Carl T. Talmo has been named vice chair for orthopedic research at New England Baptist Hospital, a Boston-based regional provider for orthopedic surgery and the treatment of musculoskeletal diseases and disorders. Carl completed his residency training at Tufts University and the New England Baptist Hospital and a fellowship in reconstructive hip and knee surgery at Massachusetts General Hospital. He has been in practice at New England Baptist since 2006, specializing in hip and knee replacement surgery.

Prashant Sinha, chair of the John Jones Surgical Society Program Committee, was master of ceremonies at this year’s Dean’s Day at the alumni reunion. The John Jones Surgical Society teamed up with the P&S Alumni Association for the program, titled “Patient Communication in the Digital Age: New Tools and Challenges for Healthcare.” Prashant, who is assistant professor of surgery at NYU, also gave a presentation on “Communication through Apps.” 

Omar Young has joined the faculty at the Washington University School of Medicine in St. Louis as an assistant professor in the Division of Maternal-Fetal Medicine in the Department of Obstetrics and Gynecology. He also will be assistant residency program director.

See Class of 1976 for news about Katie Rosenwasser.

Abdul El-Sayad has been appointed executive director of the Department of Health & Wellness Promotion in Detroit. In this new role, Abdul, a Michigan native, will oversee the health department and health-related initiatives, including the restructuring of the department and its public health programs and services.
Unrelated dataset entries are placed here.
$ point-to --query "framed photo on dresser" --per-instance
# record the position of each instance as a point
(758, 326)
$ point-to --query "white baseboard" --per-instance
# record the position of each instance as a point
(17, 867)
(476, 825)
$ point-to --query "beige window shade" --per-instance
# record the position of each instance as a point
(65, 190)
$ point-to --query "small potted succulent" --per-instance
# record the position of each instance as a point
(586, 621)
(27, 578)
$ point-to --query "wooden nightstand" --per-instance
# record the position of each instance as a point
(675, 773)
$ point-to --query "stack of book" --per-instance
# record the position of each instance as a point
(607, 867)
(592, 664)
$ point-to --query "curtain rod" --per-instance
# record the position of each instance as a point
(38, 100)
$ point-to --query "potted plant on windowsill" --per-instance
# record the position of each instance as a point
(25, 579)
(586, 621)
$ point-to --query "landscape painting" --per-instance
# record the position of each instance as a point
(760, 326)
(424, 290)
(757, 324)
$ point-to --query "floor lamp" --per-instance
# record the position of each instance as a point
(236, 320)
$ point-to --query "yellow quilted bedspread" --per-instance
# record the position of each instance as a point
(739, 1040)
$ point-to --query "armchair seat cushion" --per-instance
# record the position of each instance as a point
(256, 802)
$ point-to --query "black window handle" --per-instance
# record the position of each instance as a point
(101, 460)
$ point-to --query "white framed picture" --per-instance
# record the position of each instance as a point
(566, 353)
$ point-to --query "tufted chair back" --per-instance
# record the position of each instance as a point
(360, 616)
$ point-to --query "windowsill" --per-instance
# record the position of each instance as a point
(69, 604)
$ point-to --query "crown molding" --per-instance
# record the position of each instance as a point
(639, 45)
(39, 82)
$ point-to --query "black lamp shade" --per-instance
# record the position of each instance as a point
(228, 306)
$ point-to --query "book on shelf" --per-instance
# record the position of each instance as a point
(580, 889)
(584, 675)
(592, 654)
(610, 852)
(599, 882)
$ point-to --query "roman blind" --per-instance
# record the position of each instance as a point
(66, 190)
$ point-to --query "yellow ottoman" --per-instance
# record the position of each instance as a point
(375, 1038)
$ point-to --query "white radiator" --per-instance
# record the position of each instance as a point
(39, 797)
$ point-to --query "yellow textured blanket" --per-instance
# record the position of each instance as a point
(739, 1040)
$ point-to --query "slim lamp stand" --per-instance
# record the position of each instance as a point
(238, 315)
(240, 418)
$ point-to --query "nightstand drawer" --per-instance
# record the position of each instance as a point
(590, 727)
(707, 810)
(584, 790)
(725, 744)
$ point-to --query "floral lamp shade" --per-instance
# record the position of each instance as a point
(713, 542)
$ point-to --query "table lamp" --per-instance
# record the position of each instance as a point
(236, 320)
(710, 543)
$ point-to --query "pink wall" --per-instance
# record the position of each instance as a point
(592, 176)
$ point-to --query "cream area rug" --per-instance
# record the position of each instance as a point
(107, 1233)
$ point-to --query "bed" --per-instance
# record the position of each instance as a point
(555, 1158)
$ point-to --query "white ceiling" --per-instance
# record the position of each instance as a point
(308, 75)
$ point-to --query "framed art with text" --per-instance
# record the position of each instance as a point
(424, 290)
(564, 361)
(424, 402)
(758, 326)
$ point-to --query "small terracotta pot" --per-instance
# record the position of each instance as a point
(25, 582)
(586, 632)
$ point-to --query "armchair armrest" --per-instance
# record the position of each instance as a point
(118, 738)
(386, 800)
Abdul, a Rhodes scholar who also received his DPhil in population health from Oxford University, was a member of the epidemiology faculty at the Mailman School of Public Health, where he directed the GRAPH (Global Research Analytics for Population Health) program and conducted research on social determinants of health, health disparities, and obesity. In 2012, Abdul received a Paul & Daisy Soros Fellowship for New Americans. The fellowships are given to immigrants or children of immigrants to support graduate study. One of the 2015 recipients of a Soros Fellowship is Oswaldo (Oz) Hasbún Avalos, a current P&S student and a native of El Salvador who immigrated to the United States in 2001.

At this year’s alumni reunion, the Gold Medal to a Graduating Student in Recognition of His/Her Interest and Devotion to P&S and its Alumni Association was presented to Kathryn R. Dubowski and Michael E. Steinhaus.